Das Blut wird ja bei Laboklin ausgewertet, aber ich möchte einen kompetenten Ansprechpartner zur Ergebnisanalyse und zur Besprechung der weiteren Vorgehensweise haben. Na ja, ich habe ja noch Zeit, darüber nachzudenken. Wenn Nelly nicht so ein extremes Sensibelchen wäre, würde ich mit ihr in die Tierklinik fahren, aber es würde sie ungemein stressen.
 
claudiskatzis

claudiskatzis

8.312
371
Wenn du weiter zu der TÄ gehen möchtest, schreib dir jetzt eine Liste was gemacht werden soll und welche Fragen du hast.

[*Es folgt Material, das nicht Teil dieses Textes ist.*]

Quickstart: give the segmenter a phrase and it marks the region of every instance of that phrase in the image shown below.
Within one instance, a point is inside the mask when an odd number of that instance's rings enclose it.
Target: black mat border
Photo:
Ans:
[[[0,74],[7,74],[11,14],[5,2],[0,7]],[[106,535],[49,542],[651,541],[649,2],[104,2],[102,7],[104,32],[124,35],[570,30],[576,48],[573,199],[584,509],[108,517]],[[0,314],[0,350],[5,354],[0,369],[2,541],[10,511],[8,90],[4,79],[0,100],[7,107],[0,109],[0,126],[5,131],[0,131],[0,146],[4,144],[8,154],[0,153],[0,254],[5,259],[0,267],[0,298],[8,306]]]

Dann vergisst du nix. Ich schreib mir auch immer alles auf und hake dann ab . Das BB sollte eigentlich jeder TA erklären können.
 
Nelly12

Nelly12

1.498
146
Ja, ich denke auch, dass sie das erklären kann, sie geht mir nur mit den Werten etwas lasch um. Ich muss da mal in mich gehen, ob ich doch vielleicht mal wechsle. Sollte es einen Befund geben, der Anlass zu ernster Besorgnis bietet, würde ich ohnehin zur Klinik fahre. Aufschreiben ist eine gute Idee, wenn man angespannt ist, vergisst man schnell etwas.
 
claudiskatzis

claudiskatzis

8.312
371
Wenn du denn doch in die TK fahren würdest, könntest du dir nicht vorher ein Medi zur Beruhigung von dort holen? Dann würde die Fahrt nicht so doll stressen.
 
Nelly12

Nelly12

1.498
146
Danke für den Hinweis, das werde ich auf jeden Fall versuchen. ?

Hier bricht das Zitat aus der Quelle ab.